How to prepare healthcare data for AI-assisted contract management
Until recently, healthcare, pharmaceutical, and medical-technology companies have focused the bulk of their AI investments on clinical uses. AI has been employed to help diagnose breast cancer, identify potential patients for clinical trials, and accelerate the processes used to determine whether a device or a new drug has the potential to work or fail.
Now, medical centers are investing in AI for backend uses, such as speeding up contract generation, management, and review.
To do so effectively, companies should structure their data for AI-powered analysis, said David Gould, the chief customer officer at EncompaaS, a technology company that helps organizations prepare their data for implementing AI tools. Company leaders should also recognize that adopting AI is a continuous process that requires investing in employee upskilling, healthcare supply chain experts told Business Insider.
Prepare data for effective and accurate algorithm input
Creating uniform data sets is an essential step for any organization seeking to build a large language model or deploy an effective chatbot, Gould said.
He said that the data that’s used to train any given LLM has to be accurately classified or organized into a database.
“Structured data, by its nature, is classified,” Gould said. This includes information that’s already in a healthcare system’s database, like customer ID numbers, diagnostic codes, and prices for supplies.
But unstructured data — like a trove of PDFs outlining contracts, for instance — also needs to be properly prepared so that an AI algorithm knows which information to extract and what to do with it.
Because contracts from different vendors aren’t written with a uniform structure, a person has to train machine-learning AI to look for specific things if they want to extract necessary data from a specific table, for instance, said Gould.
Imagine a PDF that’s a contract. AI software “can only tell you that it’s a document — it doesn’t tell you what that context is, whether it’s a contract, an amendment, or a notice,” Gould told BI.
“The algorithm only works well if the data matches what the algorithm is looking for,” he said. “Saying, ‘OK, chatbot, look all across my enterprise for information and see what you can find’ is not effective, because the processing cost is going to become very, very expensive. And that’s where you get drift and bias, because the data is not really ready.”
Preparing data may also mean reckoning with historical information that wasn’t properly classified or recorded, and ensuring that it’s updated with the correct metadata for AI-based analysis. That can be time-consuming, Gould said.

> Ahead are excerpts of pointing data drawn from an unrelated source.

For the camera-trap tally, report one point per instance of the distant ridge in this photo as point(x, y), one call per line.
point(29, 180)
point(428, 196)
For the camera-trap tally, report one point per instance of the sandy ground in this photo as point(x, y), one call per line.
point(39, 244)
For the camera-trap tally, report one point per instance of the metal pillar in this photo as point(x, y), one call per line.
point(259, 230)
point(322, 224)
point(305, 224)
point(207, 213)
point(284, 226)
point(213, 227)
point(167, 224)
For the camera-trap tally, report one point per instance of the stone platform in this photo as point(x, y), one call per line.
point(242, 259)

First, data needs to be classified correctly and also within the appropriate context. That might mean identifying and fixing documents’ previously mistaken tags. The data also needs to be stored in a way that maintains compliance with privacy and other safety regulations, like HIPAAwhich protects patient privacy.

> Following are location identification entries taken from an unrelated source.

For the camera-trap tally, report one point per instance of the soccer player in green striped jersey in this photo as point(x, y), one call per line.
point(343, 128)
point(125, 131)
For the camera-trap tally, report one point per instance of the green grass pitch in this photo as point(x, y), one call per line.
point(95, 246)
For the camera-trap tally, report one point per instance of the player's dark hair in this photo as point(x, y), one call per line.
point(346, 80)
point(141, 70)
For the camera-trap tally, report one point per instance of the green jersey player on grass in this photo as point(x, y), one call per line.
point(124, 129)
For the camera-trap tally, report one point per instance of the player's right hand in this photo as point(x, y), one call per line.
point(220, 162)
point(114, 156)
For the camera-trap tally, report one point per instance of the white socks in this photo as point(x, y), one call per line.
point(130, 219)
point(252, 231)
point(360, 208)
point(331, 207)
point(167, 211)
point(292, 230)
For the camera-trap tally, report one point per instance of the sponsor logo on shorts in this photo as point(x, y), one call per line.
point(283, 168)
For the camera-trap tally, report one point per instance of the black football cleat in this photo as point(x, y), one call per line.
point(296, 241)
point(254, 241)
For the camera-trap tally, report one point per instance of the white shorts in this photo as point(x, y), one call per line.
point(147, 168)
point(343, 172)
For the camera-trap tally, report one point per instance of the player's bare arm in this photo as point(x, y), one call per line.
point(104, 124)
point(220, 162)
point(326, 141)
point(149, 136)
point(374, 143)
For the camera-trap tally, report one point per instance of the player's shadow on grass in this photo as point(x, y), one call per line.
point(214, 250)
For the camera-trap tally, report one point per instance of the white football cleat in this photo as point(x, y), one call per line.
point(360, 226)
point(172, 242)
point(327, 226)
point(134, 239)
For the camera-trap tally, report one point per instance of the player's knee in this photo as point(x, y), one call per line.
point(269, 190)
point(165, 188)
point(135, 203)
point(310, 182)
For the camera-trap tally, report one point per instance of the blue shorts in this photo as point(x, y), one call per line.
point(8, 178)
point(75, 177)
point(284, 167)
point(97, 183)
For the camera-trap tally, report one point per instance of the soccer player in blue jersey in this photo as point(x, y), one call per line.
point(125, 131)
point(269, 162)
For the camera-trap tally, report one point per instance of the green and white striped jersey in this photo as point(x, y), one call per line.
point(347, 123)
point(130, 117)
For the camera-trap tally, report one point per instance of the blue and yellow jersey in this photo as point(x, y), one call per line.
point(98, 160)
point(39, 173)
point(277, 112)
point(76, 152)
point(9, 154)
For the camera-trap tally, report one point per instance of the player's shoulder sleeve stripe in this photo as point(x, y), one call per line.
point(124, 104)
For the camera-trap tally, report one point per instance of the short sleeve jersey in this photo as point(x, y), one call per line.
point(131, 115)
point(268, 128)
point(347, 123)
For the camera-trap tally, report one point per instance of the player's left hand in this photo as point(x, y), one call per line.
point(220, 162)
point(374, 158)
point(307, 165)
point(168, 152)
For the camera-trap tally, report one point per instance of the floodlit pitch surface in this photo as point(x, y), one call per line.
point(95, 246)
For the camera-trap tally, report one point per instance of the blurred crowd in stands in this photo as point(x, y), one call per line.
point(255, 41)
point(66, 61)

Consider the impacts on personnel
Automating laborious manual tasks can be transformative, particularly for roles in procurement and compliance, said Matt Parker and Jacob Thompson of SpendMend, an AI tool for pharmacy procurement, at a recent webinar on AI integration.
“In the world of pharma and healthcare, the people that are being asked to do this work are highly educated, expensive, and ambitious,” said Gould. Yet they have historically been tasked with “cutting and pasting of spreadsheet contracts to spreadsheets” for many hours a day. By automating these tasks, AI implementation can cut down on hours of work.
Still, some employees may need retraining or additional training because AI often changes job functions, Jeremy Strong, the vice president of supply chain at Rush University Medical Center, told BI. Ensuring there’s a plan in place to address AI upskilling and acknowledging the significance of changes to employees’ job functions can help to manage the transition, Strong said.
The better employees get at asking precise questions, the more AI algorithms can improve at providing accurate answers, said Gould.
He gave the example of figuring out how many contracts with a specific type of clause will expire in 30 days. Typically, this process would take weeks, if not months, with a records manager or an entire records department looking through thousands of contracts. But with AI, an employee can learn how to ask a powerful and precise question that captures this information more quickly.